About the project

Photo: Lucas Ihlein and Kim Williams, Microplastics Citizen Science Field Trip (Oct 2019) with University of Wollongong students + Sydney Biennale staff, led by scientists Dr Hugh Forehead and Nuwanthi Kristhombuge

[See a brief intro to our project at the Biennale of Sydney website.]

Plastic-free Biennale is a strange beast! We (Kim Williams and Lucas Ihlein) have been commissioned by the Biennale of Sydney to facilitate its desire “to go plastic-free”. As anyone living in the real world in 2020 would recognise, this is nigh-on-impossible to achieve. 

So, how can we as artists work in this space where good intentions butt up against our inevitable failure? 

First, we acknowledge that we ourselves don’t have any special insights about how to go plastic-free. In our everyday lives plastic is all around us! It’s so useful that we cannot really imagine living without it. And yet every day, overwhelming waves of media wash up tales of gigantic plastic gyres in the ocean, plastic microparticles in our food, plastic in our soil, and plastic choking seabirds to death. 

And where would the Artworld be without plastic? Without bubble-wrap how can we safely transport precious artworks? Without vinyl decals how can we create professional-looking signage? Without acrylic paint how can we make our white cubes look clean and of museum standard? 

Plastic is so useful, and so dangerous. 

What would a genuinely plastic-free Biennale look like? 

Quite different, we suspect!

Our approach involves tugging at the edges of the problem from a range of different angles. We’ve been meeting with the staff of the Biennale, listening to their plastic-free dreams, and allowing them a little space in their incredibly busy workflow to share ideas for how to tackle it. 
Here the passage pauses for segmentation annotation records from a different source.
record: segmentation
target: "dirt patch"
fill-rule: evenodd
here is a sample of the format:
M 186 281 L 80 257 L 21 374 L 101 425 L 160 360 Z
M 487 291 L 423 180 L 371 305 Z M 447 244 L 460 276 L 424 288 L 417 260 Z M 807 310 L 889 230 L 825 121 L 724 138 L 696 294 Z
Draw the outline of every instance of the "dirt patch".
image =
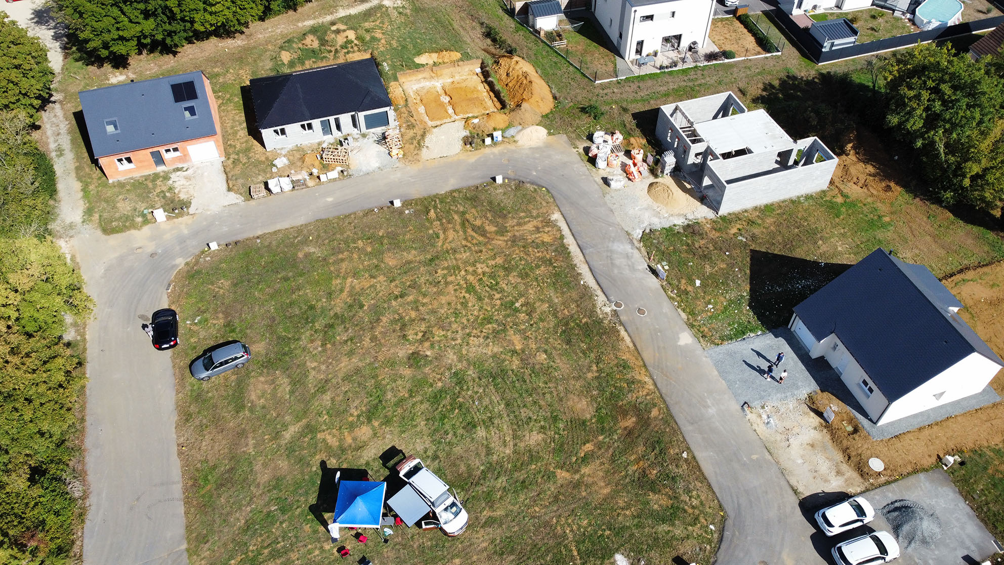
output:
M 711 22 L 708 38 L 716 47 L 725 51 L 735 51 L 737 57 L 765 55 L 767 51 L 757 45 L 756 39 L 739 20 L 735 18 L 715 18 Z
M 840 460 L 823 420 L 803 401 L 766 404 L 749 410 L 746 418 L 799 498 L 822 491 L 860 493 L 867 488 Z
M 532 64 L 520 57 L 502 57 L 495 63 L 496 79 L 509 93 L 509 104 L 526 103 L 541 116 L 554 109 L 554 98 L 547 82 Z
M 896 161 L 886 148 L 868 132 L 852 133 L 843 148 L 833 183 L 847 192 L 892 201 L 903 191 L 903 174 L 890 165 Z
M 453 62 L 459 60 L 461 54 L 457 51 L 439 51 L 437 53 L 422 53 L 415 57 L 415 62 L 419 64 L 434 64 L 442 62 Z
M 501 104 L 484 83 L 480 60 L 427 66 L 398 73 L 412 112 L 430 126 L 494 112 Z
Things are happening from the bottom up, involving behaviour-change by individuals. But the staff is also realising that their small changes need to be accompanied by top-down, policy level transformation. Curatorial decisions about the aesthetics of art gallery presentation, and the procurement of corporate partnerships and contracts – these need to become part of a new artworld code of conduct. And the Biennale’s Board of Directors needs to back it up! It’s a work-in-progress…. 
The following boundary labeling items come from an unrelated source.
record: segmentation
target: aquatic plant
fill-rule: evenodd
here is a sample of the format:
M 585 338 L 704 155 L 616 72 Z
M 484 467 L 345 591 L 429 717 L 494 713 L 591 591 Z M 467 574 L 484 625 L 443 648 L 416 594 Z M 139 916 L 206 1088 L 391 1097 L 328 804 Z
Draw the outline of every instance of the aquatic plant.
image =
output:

In the meantime we are working with Societé Overboard, one of the main food and beverage caterers at Cockatoo Island. Cockatoo, being an island, is perhaps a metaphor for the entire planet. What would happen to the place if there was no means of exporting all the plastic crap that we (the artworld community) are complicit in producing? How can we cut down on the gazillion single-use packaging items generated during the Biennale? 

Here’s one way: by reintroducing the good old-fashioned act of Washing Up! Visitors to the Biennale – that’s you! – are invited to clean up after yourselves rather than chuck your trash in a bin and walk away. Changing the systems of a cafe involves curly logistics like compliance with food safety, composting, increased water usage (during a drought!) and how to move all of those bodies in and out of the space without the whole conga-line of washer-upperers getting stuck in a sudsy traffic jam. 

We’re also trying to learn from scientists about the myriad different types of plastics in the world and what they’re good for. What possible substitutes might be emerging? While all this is going on, we’re working with some Wollongong kids, and with our local Wadi Wadi Elder Aunty Barbara Nicholson, to create a catchy song about plastics. And we’re going to take you along for the ride as we unravel our Plastic-free Biennale story on our project blog. Wish us luck!